Designer Tom Van Der Borght valt op door zijn onnavolgbare ontwerpen die zowel de schoonheid als de schaduwzijden van het leven weerspiegelen. Zijn kenmerkende stijl van psychedelische prints, opspringende texturen en felle kleuren is op zijn minst opvallend te noemen. Van Der Borght houdt ervan om het ongrijpbare draagbaar te maken en valt buiten elke categorisatie. ‘Mijn werk is eigenlijk te artistiek om mode te zijn, en te veel mode om kunst te zijn.’
Recent werd Van Der Borghts hybride aanpak nog sterk aangemoedigd. Zijn werk viel in 2020 in de prijzen op het prestigieuze International Festival of Fashion, Photography and Fashion Accessories. In het Franse Hyères, waar het festival jaarlijks plaatsvindt, won Van Der Borght twee prijzen: de Grand Prix du Jury (o.l.v. Jonathan Anderson) in de categorie mode en de publieksprijs.
Naaien als vingeroefening
Achter de complexe meerlagigheid in zijn werk schuilt een boeiend levensverhaal. Van Der Borghts passie voor mode was al uitgesproken aanwezig op zeer jonge leeftijd. ‘Mijn moeder was lerares patronen en naaien. Ik ben dus echt opgegroeid tussen de stofjes en wou van jongs af aan een artistieke richting uit. Mijn ouders waren hier echter niet voor te vinden, dus startte ik met een opleiding sociaal werk.’
‘Ik ben queer, heb dropvoeten en creëer modestukken die uit de band springen. Velen zouden mij speciaal noemen, maar ik voel me best normaal.’
Maar na zeven jaar in de sociale sector volgde een gebeurtenis die Van Der Borghts leven ingrijpend zou veranderen. Als prille twintiger werd bij hem de erfelijke neuropathische spierstoornis Charcot-Marie-Tooth (CMT) ontdekt. ‘Op mijn zevenentwintigste kreeg ik daarvan een zware opstoot, waardoor ik een hele periode moest platliggen. Naaien en ander handwerk waren de minutieuze vingeroefeningen die me toen hielpen om mijn stijver wordende vingers soepel te houden. Die abrupte wending deed me ook beseffen dat het tijd was om mijn kinderdroom na te jagen. Ik startte kort nadien met naailessen en volgde daarna de modeopleiding in Sint-Niklaas.’

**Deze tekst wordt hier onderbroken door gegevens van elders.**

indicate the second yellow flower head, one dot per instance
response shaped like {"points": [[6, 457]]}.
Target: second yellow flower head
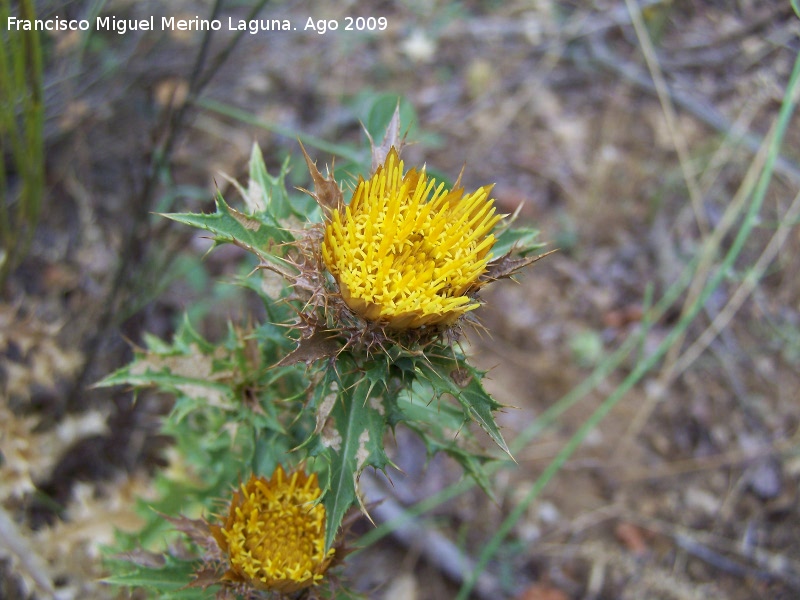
{"points": [[408, 252]]}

De rest is een stukje modegeschiedenis. Vandaag werkt Tom Van Der Borght als freelance kunstenaar in zijn modestudio in Gent. Op enkele stagiairs na maakt hij de vele borduursels en het detailwerk helemaal eigenhandig, met zijn moeder als partner-in-crime. Zijn collecties werden al gepresenteerd tijdens de modeweken in Berlijn, Parijs, Londen en Panama. Ze worden verkocht in heel Europa, de Verenigde Staten en Japan.
Je porte donc je suis
De basis van dat mondiale succes in de modewereld is een continu zelfonderzoek, waarbij Van Der Borght aan de ontwerptafel exploreert hoe hij kan omgaan met zijn spierziekte, en breder, hoe de presentatie van het ongeziene, onconventionele lichaam normatieve constructies kan bevragen. ‘Ik ben queer, heb dropvoeten door mijn spierziekte en ik creëer modestukken die uit de band springen. Veel mensen zouden mij speciaal of anders noemen, maar ik voel mij eigenlijk best normaal. Ik ben gewoon wie ik ben.’

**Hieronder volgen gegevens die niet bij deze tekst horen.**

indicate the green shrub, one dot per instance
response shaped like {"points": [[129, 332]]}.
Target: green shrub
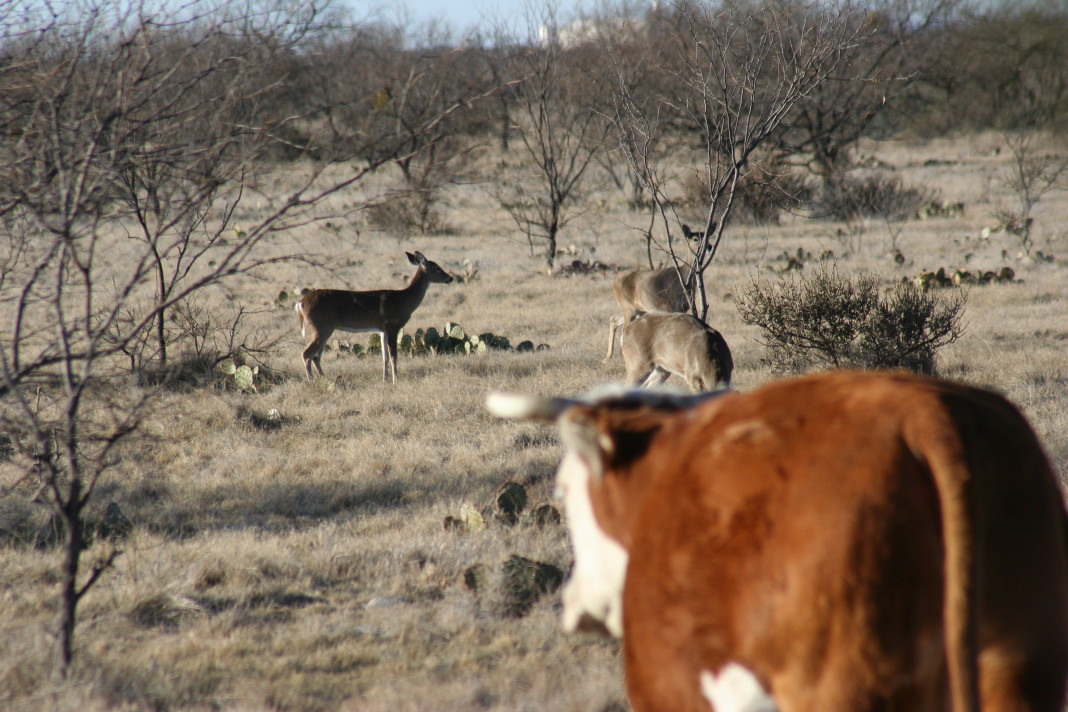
{"points": [[821, 319]]}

‘Ik maak graag ontwerpen die aan de drager vragen of die zich klaar voelt om hen te dragen.’
‘Als sociaal werker stond ik in contact met jongeren uit achtergestelde situaties. Ze krijgen door de maatschappij al snel een label opgeplakt omdat ze niet zouden voldoen aan de norm. Maar mijn ervaring was net dat ze heel erg zichzelf konden zijn. Voor mij is mode een embodied practice. Of je nu gekleed gaat als een fluo vogel of grijze muis, je geeft een boodschap mee.’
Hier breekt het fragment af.